A Love Supreme: Live In Seattle
John Coltrane
- 2 x LP
- Label
- Impulse!
Despite being John Coltrane’s most celebrated album, and one of the most beloved jazz albums of all time, A Love Supreme wasn’t a record that the saxophonist touched on much in the live setting. Up until now, most Coltrane enthusiasts have only ever heard a single live performance of the literally divinely inspired four-movement suite that makes up the LP, taken from a July 1965 performance at a French festival and first released on a 2002 reissue. That will change in October, when Impulse! will issue another full live version of A Love Supreme, recorded in Seattle in October of ’65.

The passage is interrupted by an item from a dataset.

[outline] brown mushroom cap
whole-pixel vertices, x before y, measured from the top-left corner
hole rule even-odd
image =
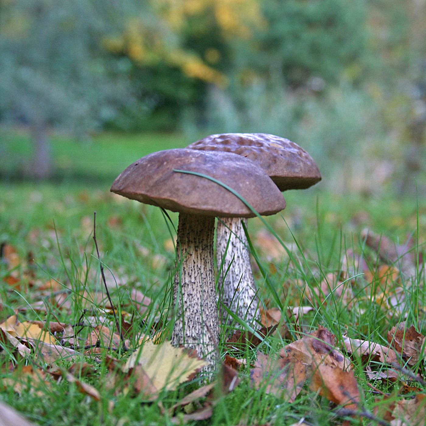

A Love Supreme: Live in Seattle features an expanded version of Coltrane’s so-called classic quartet, with saxophonist Pharoah Sanders and bassist Donald Rafael Garrett joining pianist McCoy Tyner, bassist Jimmy Garrison, and drummer Elvin Jones. Saxophonist Carlos Ward is heard sitting in as well. Recordings from earlier in the same Seattle run by the group — a six-night stand at the Penthouse — came out on 1971’s classic Live in Seattle LP. Recorded by saxophonist Joe Brazil, whose band shared the bill with Coltrane at these shows, the music heard on A Love Supreme: Live in Seattle remained in Brazil’s archives, mostly unheard, until a local saxophonist, Steve Griggs, discovered it in 2013 following Brazil’s death. The Seattle version runs to more than double the length of the original studio LP, with the opening movement cracking the 20-minute mark and the entire recording exceeding 75 minutes.